Женщина самодовольно улыбнулась и, к несказанному веселью викария, протянула через стол руку и потрепала его сына по щеке.
– Вы душка, – сказала она. – Милый, чуткий душка. – Тут она испустила глубокий вздох, после чего вдруг настроилась на практический лад. – Однако надо и о себе подумать, да и не упускать же, что само в руки плывет. Я ни на чем не настаивала, пока доктор не сказал мне, что мистеру Криллингу осталось жить не больше полугода. Ни страховки, думала я в отчаянии, ни пенсии. Моему воображению рисовались ужасные картины того, как я оставляю мою детку на ступенях сиротского приюта.
Надо сказать, что Генри ничего такого вообразить не мог, как ни старался. Ведь Элизабет Криллинг была в ту пору отнюдь не младенцем, а крепкой девчушкой пяти лет с хвостиком.
– Продолжайте же, – сказал Чарльз. – Вы так интересно рассказываете!
– Вам надо составить завещание – так я сказала моей подруге. Я сейчас сбегаю к себе и принесу вам форму. Моей детке много не нужно – тысчонки-другой хватит. Вы и сами знаете, как сильно она скрасила ваши последние годы – родные внуки и те так не старались. К черту все, думала тогда я.
– Но она так и не написала завещание? – подсказал Арчери-старший.

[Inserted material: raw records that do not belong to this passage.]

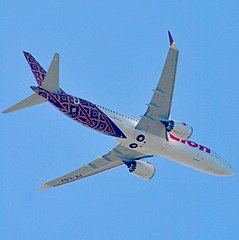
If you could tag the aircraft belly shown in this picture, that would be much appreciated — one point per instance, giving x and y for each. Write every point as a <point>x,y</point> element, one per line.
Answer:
<point>143,142</point>
<point>190,157</point>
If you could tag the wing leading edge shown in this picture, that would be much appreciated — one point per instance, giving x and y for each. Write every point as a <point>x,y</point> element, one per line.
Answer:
<point>159,107</point>
<point>114,158</point>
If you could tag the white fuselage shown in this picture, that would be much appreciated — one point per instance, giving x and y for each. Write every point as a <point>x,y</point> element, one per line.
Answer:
<point>188,153</point>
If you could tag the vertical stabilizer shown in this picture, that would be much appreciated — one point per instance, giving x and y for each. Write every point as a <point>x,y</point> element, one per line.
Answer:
<point>51,80</point>
<point>37,70</point>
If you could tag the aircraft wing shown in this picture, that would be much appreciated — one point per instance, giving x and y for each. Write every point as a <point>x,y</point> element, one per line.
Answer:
<point>159,107</point>
<point>113,158</point>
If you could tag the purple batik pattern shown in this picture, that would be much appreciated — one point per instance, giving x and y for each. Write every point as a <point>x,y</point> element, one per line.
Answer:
<point>37,70</point>
<point>82,111</point>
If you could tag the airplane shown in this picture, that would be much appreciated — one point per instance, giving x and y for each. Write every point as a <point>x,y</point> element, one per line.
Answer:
<point>155,134</point>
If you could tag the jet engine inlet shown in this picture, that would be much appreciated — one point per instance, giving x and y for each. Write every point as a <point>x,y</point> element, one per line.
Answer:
<point>141,169</point>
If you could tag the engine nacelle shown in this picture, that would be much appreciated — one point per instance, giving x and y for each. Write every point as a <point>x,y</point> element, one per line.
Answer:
<point>141,169</point>
<point>178,129</point>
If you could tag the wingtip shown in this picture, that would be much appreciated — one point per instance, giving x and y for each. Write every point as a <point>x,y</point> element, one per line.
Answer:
<point>44,186</point>
<point>171,41</point>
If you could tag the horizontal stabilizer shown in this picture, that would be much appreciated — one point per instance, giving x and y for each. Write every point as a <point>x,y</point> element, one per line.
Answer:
<point>33,100</point>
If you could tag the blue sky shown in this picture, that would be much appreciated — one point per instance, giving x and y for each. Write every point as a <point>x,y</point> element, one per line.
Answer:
<point>112,53</point>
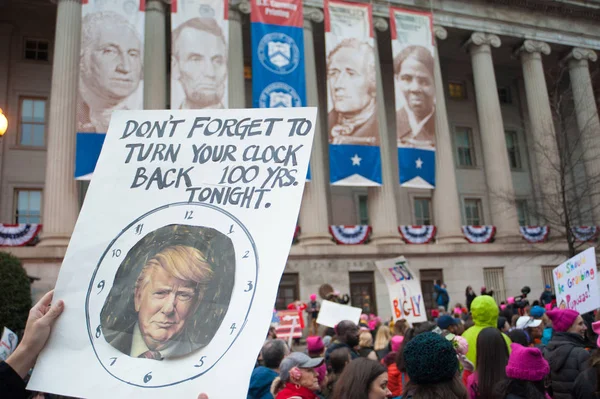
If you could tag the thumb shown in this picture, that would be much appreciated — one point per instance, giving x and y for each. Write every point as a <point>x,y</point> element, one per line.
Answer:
<point>55,311</point>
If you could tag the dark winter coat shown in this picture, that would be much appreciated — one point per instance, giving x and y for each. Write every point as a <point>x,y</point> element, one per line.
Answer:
<point>586,385</point>
<point>568,357</point>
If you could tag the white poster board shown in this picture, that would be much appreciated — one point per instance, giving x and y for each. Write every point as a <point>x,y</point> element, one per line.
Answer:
<point>332,313</point>
<point>173,268</point>
<point>404,287</point>
<point>8,343</point>
<point>576,283</point>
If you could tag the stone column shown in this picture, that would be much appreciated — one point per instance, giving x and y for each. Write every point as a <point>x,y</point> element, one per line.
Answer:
<point>542,126</point>
<point>314,212</point>
<point>446,205</point>
<point>60,191</point>
<point>587,118</point>
<point>383,213</point>
<point>495,157</point>
<point>235,64</point>
<point>155,56</point>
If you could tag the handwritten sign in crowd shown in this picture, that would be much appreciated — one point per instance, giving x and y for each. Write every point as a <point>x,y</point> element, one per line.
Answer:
<point>576,283</point>
<point>174,264</point>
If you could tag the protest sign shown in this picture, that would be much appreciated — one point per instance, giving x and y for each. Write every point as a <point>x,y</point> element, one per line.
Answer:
<point>172,270</point>
<point>406,297</point>
<point>332,313</point>
<point>8,343</point>
<point>576,283</point>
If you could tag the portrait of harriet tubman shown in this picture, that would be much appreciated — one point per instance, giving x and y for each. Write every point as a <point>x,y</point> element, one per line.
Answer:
<point>170,293</point>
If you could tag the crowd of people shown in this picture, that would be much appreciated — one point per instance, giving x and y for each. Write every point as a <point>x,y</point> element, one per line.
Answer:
<point>485,350</point>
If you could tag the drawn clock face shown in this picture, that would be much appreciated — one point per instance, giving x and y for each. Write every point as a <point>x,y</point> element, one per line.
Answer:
<point>171,293</point>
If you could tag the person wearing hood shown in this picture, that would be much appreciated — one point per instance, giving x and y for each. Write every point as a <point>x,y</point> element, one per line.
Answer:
<point>272,353</point>
<point>586,384</point>
<point>566,352</point>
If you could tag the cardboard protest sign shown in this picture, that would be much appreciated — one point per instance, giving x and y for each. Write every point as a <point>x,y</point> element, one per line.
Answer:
<point>332,313</point>
<point>173,268</point>
<point>576,283</point>
<point>406,297</point>
<point>8,343</point>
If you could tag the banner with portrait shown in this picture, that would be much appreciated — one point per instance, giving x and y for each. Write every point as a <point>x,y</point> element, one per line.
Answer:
<point>199,51</point>
<point>354,156</point>
<point>111,73</point>
<point>404,288</point>
<point>278,78</point>
<point>414,51</point>
<point>174,264</point>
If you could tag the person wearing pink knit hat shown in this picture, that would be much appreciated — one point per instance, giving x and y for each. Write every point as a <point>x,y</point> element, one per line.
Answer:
<point>566,352</point>
<point>525,374</point>
<point>586,384</point>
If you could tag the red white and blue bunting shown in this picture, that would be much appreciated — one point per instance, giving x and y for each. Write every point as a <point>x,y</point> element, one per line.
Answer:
<point>585,233</point>
<point>534,234</point>
<point>417,234</point>
<point>479,234</point>
<point>350,235</point>
<point>17,235</point>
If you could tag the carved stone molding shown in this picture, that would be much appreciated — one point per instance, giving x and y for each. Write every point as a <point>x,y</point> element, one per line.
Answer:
<point>313,14</point>
<point>381,24</point>
<point>481,38</point>
<point>440,32</point>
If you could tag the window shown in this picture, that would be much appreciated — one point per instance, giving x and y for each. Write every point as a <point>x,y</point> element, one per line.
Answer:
<point>362,291</point>
<point>32,123</point>
<point>493,278</point>
<point>363,210</point>
<point>512,146</point>
<point>29,206</point>
<point>422,211</point>
<point>457,90</point>
<point>522,212</point>
<point>36,50</point>
<point>473,213</point>
<point>504,95</point>
<point>463,140</point>
<point>547,276</point>
<point>288,292</point>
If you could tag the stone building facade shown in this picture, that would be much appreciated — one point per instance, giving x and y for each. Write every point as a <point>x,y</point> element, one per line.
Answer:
<point>495,62</point>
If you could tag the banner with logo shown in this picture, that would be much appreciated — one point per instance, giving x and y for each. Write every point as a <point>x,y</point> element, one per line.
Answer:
<point>110,72</point>
<point>199,50</point>
<point>404,288</point>
<point>576,283</point>
<point>278,78</point>
<point>413,51</point>
<point>354,157</point>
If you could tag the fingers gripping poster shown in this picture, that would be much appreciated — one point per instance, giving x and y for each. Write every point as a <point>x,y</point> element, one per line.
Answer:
<point>404,287</point>
<point>173,268</point>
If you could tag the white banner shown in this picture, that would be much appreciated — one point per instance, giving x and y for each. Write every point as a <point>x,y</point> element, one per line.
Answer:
<point>406,297</point>
<point>576,283</point>
<point>171,273</point>
<point>332,313</point>
<point>199,51</point>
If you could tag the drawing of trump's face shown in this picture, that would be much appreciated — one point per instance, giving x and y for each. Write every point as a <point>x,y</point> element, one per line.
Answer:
<point>351,77</point>
<point>168,292</point>
<point>200,63</point>
<point>111,61</point>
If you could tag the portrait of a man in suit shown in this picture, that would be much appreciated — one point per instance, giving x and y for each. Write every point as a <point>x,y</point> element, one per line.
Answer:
<point>170,293</point>
<point>415,120</point>
<point>352,88</point>
<point>110,69</point>
<point>199,63</point>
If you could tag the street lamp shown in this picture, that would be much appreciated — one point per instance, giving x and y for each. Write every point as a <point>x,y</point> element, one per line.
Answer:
<point>3,123</point>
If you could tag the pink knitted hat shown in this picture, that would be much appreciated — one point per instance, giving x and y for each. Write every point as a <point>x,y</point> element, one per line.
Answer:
<point>526,364</point>
<point>396,342</point>
<point>562,319</point>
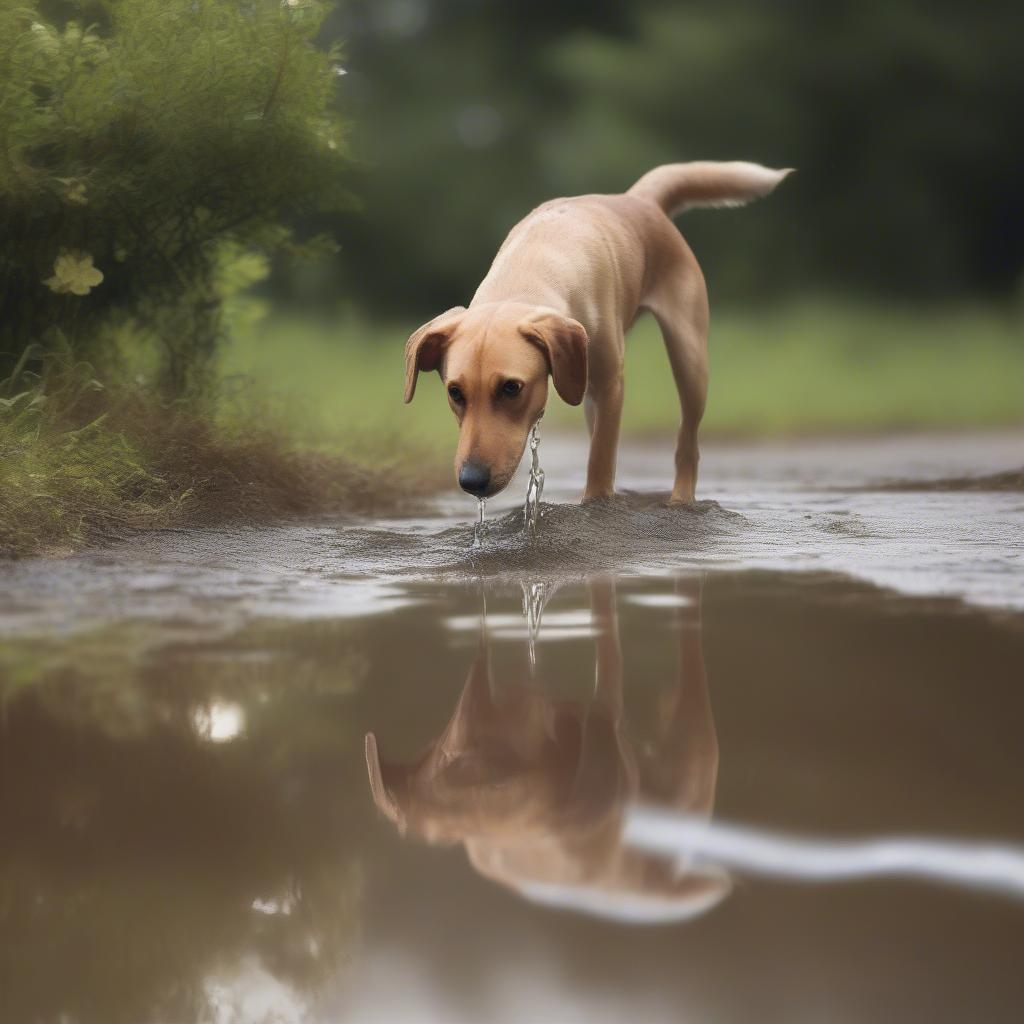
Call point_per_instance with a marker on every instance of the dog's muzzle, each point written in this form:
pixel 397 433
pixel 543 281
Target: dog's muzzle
pixel 474 477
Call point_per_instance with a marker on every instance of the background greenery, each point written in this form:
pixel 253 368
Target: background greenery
pixel 212 209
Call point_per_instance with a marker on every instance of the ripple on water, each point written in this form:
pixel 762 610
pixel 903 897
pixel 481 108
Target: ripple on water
pixel 627 532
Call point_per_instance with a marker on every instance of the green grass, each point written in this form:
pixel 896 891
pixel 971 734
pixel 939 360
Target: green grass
pixel 81 463
pixel 809 368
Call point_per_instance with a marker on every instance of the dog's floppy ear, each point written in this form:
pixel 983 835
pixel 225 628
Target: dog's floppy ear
pixel 425 347
pixel 564 343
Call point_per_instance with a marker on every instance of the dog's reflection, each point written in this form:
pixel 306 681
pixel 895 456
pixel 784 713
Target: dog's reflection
pixel 536 787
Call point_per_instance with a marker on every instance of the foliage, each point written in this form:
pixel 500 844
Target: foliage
pixel 83 462
pixel 146 146
pixel 901 117
pixel 796 368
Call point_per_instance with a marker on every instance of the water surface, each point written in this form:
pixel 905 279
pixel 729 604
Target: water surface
pixel 360 771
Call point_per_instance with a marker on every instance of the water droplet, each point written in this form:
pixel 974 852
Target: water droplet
pixel 535 487
pixel 481 511
pixel 535 597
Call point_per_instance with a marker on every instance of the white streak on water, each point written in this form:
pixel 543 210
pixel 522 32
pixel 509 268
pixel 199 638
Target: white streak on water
pixel 974 865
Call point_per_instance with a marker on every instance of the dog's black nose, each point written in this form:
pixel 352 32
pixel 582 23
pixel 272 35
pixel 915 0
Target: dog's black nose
pixel 474 477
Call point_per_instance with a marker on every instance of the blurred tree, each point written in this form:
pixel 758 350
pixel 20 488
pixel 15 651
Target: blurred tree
pixel 150 147
pixel 901 118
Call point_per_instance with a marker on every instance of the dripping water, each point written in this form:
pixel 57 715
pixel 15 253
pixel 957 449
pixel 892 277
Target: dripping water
pixel 531 510
pixel 481 511
pixel 535 597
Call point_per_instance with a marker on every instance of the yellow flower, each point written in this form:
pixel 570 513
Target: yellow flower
pixel 73 271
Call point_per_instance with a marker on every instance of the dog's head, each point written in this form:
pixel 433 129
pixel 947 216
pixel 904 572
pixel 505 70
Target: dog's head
pixel 495 360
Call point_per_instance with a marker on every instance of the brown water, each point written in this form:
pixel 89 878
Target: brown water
pixel 340 771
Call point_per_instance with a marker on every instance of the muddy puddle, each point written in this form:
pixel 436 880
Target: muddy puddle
pixel 761 759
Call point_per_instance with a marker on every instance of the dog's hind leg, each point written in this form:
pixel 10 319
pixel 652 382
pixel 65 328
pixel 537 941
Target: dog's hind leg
pixel 680 305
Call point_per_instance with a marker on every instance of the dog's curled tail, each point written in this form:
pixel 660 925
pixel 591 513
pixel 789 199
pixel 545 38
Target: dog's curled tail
pixel 678 186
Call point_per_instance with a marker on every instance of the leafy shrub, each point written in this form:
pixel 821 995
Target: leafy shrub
pixel 147 147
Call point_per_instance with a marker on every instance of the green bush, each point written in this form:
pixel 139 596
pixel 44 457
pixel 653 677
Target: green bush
pixel 148 150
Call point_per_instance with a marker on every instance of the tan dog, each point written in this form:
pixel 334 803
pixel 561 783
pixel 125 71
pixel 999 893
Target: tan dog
pixel 537 788
pixel 565 287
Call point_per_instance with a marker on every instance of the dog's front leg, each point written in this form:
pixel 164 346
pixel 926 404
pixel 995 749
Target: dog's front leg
pixel 604 414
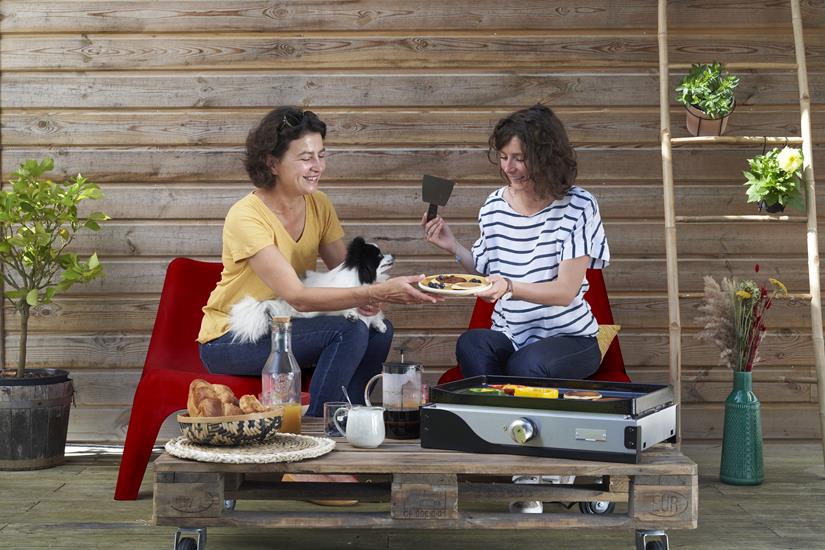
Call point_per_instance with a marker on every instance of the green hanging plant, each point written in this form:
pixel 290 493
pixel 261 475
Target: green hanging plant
pixel 709 88
pixel 775 178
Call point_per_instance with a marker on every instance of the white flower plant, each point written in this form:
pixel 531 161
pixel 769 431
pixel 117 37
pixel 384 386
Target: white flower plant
pixel 775 178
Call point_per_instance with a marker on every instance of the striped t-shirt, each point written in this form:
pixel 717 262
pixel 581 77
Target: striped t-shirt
pixel 529 249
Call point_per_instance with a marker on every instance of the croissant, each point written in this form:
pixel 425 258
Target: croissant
pixel 230 409
pixel 250 404
pixel 225 394
pixel 211 406
pixel 207 399
pixel 197 391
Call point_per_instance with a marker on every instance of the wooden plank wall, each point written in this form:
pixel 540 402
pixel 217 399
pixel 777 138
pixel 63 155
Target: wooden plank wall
pixel 153 100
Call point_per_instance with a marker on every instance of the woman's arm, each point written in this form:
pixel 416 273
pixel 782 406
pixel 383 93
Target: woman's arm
pixel 273 269
pixel 554 293
pixel 439 233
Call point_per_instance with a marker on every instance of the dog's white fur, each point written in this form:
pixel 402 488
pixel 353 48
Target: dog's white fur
pixel 249 319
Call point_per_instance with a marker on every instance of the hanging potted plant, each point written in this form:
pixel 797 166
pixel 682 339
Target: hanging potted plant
pixel 775 180
pixel 39 219
pixel 707 95
pixel 734 320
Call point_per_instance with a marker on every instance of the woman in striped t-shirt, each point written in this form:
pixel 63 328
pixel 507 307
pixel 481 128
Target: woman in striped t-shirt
pixel 539 234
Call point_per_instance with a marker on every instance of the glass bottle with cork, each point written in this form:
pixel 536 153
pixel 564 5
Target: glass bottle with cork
pixel 281 376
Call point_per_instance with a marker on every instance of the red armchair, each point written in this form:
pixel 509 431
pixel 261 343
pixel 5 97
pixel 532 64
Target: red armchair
pixel 612 366
pixel 172 362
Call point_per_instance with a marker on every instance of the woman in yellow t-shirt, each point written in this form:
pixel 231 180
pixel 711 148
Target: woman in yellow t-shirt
pixel 270 238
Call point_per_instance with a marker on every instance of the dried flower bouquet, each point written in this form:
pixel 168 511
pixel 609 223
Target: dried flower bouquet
pixel 734 318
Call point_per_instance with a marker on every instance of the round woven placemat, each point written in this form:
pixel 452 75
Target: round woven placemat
pixel 285 448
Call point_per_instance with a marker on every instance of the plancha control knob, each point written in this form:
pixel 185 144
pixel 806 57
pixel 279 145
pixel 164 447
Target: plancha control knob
pixel 522 430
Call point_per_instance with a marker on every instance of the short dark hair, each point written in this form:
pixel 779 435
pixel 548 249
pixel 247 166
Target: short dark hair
pixel 272 137
pixel 548 155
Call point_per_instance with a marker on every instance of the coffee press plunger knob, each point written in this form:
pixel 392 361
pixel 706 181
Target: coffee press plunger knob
pixel 522 430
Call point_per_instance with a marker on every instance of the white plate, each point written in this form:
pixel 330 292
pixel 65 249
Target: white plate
pixel 458 291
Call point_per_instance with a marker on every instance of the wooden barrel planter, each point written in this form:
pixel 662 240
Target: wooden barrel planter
pixel 34 419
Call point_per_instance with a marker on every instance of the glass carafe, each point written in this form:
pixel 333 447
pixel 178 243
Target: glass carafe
pixel 401 391
pixel 281 376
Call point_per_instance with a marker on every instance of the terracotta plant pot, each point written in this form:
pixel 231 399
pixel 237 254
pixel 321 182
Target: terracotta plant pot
pixel 34 419
pixel 698 123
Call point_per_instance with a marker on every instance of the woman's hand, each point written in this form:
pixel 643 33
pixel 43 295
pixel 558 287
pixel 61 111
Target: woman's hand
pixel 437 231
pixel 496 291
pixel 369 310
pixel 402 290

– Откуда вам знать? Дайте мне рассказать, что я знаю! Это случилось за неделю до ее смерти. Несколько недель я носила с собой бланк завещания, а бедный мистер Криллинг все таял да таял, одна тень от него осталась. И что вы думаете, она его заполнила? Только не она, старая корова! Мне пришлось пустить в ход всю дарованную мне силу убеждения. И каждый раз, стоило мне только заикнуться о завещании, влезала эта старая ведьма, ее служанка. Но случилось так, что ведьма – Флауэр была ее фамилия – простудилась и слегла в постель. «Вы еще не думали о том, как распорядитесь своим земным имуществом?» – сказала я тогда подруге самым беззаботным тоном. «Может, я и сделаю что-нибудь для Лиззи», – сказала она, и я поняла, что мой час настал. Как на крыльях летела я через дорогу. Видите ли, мне не хотелось самой выступать свидетелем, ведь деньги по завещанию получала моя дочь. Пришла миссис Уайт, моя соседка, и еще одна леди, которая помогала ей по дому. Обе были рады оказать мне услугу. Можно сказать, моя просьба стала тем лучом света, который озарил их тусклую обыденную жизнь.
Викарий хотел было возразить: «Но ведь миссис Примеро умерла без завещания!» – но не осмелился. Он чувствовал – один намек на то, что он знает, о ком речь, и рассказ прервется.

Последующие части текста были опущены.